Nonetheless, the industry is working on how best to incorporate the increasing number of photovoltaic systems going online. "There are tons of researchers working on this stuff," said Molly Sterkel, an analyst who works on ways to incorporate solar power into the electrical grid. In an effort to tackle the problem, the California Public Utilities Commission plans to spend $50 million over the next few years to research better ways to incorporate solar power into the grid.
The U.S. Department of Energy is also helping fund research, giving $42 million in financing toward the goal during this fiscal year. Currently, California has 800 megawatts of installed photovoltaic power, but the state hopes to have that number rise over 300 percent over the next few years. "We're moving from an abstract problem … to a pressing need to maintain grid reliability," said California Public Utilities Commission president Michael Peevey.
For its part, San Diego is one of the leading solar regions in the U.S.; San Diego Gas & Electric, a utility based in Southern California, asserts that more than 77 percent of its circuits have solar panels on them. In total, some 12,000 photovoltaic systems generate nearly 100 megawatts of clean energy in the California enclave.

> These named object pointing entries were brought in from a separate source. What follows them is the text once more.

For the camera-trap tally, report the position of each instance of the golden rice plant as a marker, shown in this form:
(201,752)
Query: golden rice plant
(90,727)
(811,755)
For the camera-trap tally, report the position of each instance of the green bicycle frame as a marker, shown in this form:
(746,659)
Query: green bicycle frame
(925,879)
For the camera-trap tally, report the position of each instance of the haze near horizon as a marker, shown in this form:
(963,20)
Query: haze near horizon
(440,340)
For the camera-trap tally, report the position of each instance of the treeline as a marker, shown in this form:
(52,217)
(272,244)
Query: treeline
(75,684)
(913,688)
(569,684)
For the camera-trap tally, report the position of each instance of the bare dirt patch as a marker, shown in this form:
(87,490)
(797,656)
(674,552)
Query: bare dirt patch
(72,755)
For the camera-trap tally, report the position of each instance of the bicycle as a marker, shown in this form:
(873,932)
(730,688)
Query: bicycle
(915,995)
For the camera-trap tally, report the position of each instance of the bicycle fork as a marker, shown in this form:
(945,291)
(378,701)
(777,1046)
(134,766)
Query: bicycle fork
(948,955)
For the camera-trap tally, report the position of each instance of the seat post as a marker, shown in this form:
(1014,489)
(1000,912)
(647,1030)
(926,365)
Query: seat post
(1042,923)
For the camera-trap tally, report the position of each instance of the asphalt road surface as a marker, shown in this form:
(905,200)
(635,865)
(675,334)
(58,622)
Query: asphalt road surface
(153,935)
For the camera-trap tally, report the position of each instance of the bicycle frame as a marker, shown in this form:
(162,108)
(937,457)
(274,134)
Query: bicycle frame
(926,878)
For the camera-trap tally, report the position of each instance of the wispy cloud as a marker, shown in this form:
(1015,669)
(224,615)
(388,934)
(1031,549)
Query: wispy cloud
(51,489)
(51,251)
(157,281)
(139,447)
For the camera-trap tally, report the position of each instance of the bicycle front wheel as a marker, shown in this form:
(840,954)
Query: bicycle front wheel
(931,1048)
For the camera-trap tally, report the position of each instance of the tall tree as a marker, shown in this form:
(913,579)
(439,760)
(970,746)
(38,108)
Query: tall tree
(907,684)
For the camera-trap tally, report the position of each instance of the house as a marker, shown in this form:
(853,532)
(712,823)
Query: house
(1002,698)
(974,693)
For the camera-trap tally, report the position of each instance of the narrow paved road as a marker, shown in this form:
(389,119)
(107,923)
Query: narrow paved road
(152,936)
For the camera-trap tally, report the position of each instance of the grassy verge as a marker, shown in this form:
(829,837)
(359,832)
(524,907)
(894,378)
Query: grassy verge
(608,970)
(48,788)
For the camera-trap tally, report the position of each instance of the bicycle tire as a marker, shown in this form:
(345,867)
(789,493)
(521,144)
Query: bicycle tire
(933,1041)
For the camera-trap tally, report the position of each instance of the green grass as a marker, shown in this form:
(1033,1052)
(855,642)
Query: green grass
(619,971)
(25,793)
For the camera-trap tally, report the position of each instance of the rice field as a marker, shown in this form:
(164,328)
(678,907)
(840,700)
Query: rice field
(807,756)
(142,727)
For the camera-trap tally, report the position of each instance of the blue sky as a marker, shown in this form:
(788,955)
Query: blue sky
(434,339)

By 2020, California wants its utilities to derive a larger portion of their energy from clean sources; with the installation of more solar panel systems, there will be times when homes create more energy than they will need. Typically, these periods occur during the spring and fall months, when the temperature is relatively comfortable, the sun is shining and utility use is low.

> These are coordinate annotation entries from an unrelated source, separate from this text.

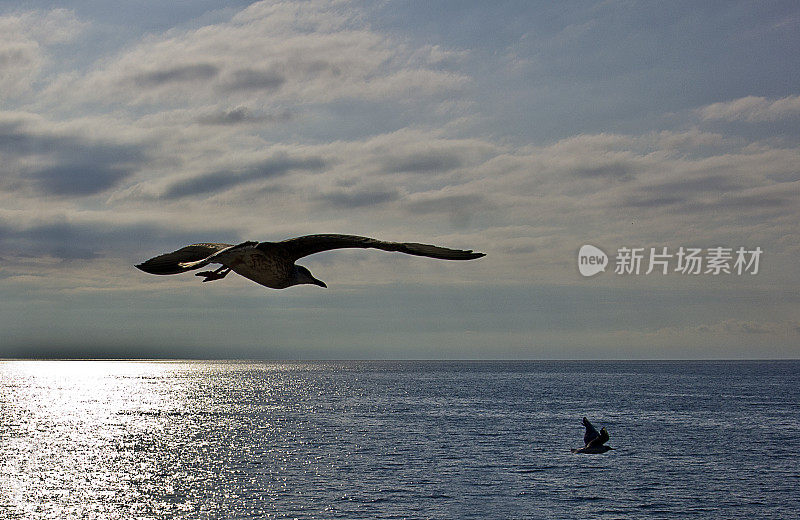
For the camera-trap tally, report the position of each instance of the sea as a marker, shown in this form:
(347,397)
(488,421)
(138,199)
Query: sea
(366,439)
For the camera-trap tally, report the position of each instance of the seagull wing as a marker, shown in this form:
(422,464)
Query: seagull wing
(299,247)
(591,432)
(170,263)
(598,441)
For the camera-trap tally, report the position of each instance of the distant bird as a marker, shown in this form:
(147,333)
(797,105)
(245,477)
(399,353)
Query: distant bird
(594,441)
(272,263)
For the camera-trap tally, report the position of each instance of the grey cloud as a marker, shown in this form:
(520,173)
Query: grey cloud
(447,204)
(16,57)
(249,79)
(651,202)
(241,115)
(616,170)
(181,73)
(222,180)
(77,166)
(357,199)
(680,191)
(85,241)
(437,161)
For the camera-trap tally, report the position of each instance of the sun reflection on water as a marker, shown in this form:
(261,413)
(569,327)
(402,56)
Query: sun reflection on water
(78,436)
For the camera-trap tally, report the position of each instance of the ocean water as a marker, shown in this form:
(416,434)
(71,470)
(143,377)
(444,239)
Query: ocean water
(128,440)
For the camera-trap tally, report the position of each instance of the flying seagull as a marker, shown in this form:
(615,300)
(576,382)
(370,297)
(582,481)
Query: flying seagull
(594,441)
(272,264)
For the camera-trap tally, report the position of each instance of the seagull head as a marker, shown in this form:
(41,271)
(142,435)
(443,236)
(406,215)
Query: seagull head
(301,275)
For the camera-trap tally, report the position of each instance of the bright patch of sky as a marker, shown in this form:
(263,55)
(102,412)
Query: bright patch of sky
(521,129)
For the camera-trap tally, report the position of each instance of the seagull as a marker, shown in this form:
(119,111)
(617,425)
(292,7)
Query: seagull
(594,441)
(272,264)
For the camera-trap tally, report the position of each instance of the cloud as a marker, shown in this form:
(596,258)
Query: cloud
(179,74)
(752,109)
(218,181)
(24,38)
(359,198)
(425,162)
(242,115)
(22,246)
(63,163)
(266,54)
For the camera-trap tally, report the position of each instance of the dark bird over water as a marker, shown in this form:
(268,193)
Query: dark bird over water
(594,441)
(272,264)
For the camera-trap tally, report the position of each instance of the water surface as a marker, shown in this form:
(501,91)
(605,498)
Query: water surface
(125,439)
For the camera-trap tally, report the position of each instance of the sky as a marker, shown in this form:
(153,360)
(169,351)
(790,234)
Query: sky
(524,130)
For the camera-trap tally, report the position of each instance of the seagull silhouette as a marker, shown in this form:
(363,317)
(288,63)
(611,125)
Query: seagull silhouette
(594,441)
(272,264)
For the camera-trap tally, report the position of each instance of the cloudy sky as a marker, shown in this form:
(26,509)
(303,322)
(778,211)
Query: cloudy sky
(521,129)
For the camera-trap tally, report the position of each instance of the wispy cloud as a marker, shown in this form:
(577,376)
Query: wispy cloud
(753,109)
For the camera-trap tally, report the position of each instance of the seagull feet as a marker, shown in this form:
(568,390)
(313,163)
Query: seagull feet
(214,275)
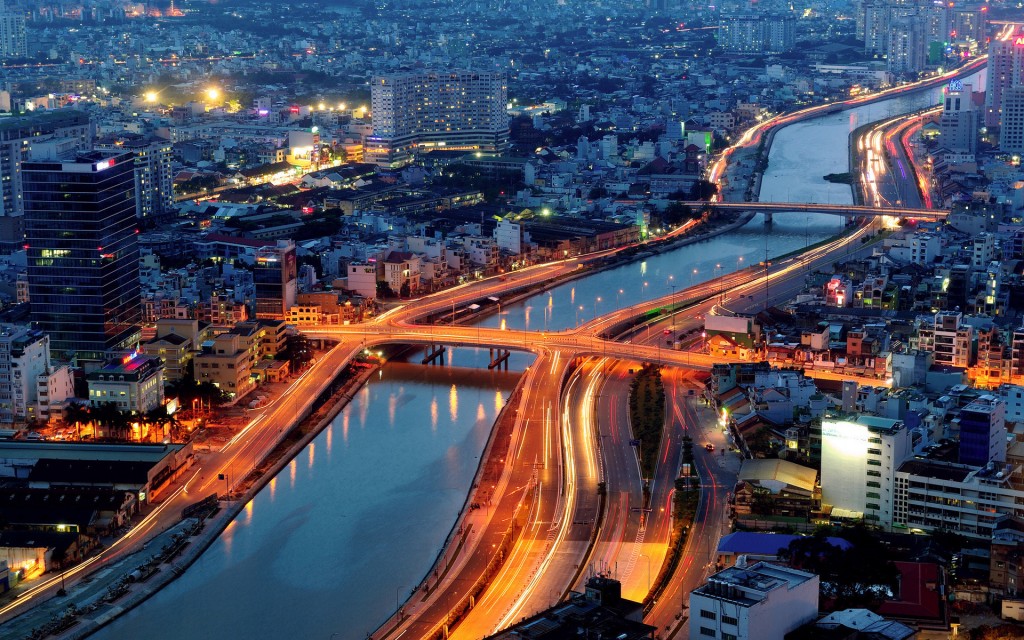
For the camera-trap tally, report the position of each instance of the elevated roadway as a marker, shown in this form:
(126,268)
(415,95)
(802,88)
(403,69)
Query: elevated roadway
(843,210)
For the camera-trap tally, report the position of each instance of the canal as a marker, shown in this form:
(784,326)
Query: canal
(332,543)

On the other hand, partly cloudy days pose problems because the energy that solar panel systems generate can change in a matter of seconds, rising during sunny periods and falling precipitously when a cloud passes overhead. To tackle the issue, researchers are working to better forecast consumer behaviors, find alternative energy storage solutions and understand how the grid works on a more granular level.
For example, researchers affirm that electric vehicles are becoming more popular in the state; while that is good news for the environment and carmakers, it poses a unique challenge for the electric grid because those cars will need to be charged - and usually during peak hours instead of during the day when solar panel systems generate the most electricity. According to researchers, consumers are essentially using the electric grid like a giant battery.
"At some point, the grid will not be able to accommodate that," said SDG&E chief engineer of smart grid Tom Bialek. Though they face challenges, policymakers are confident that technological advancements - especially in solar battery research - can help better regulate the grid, incorporating solar power with fewer negative externalities.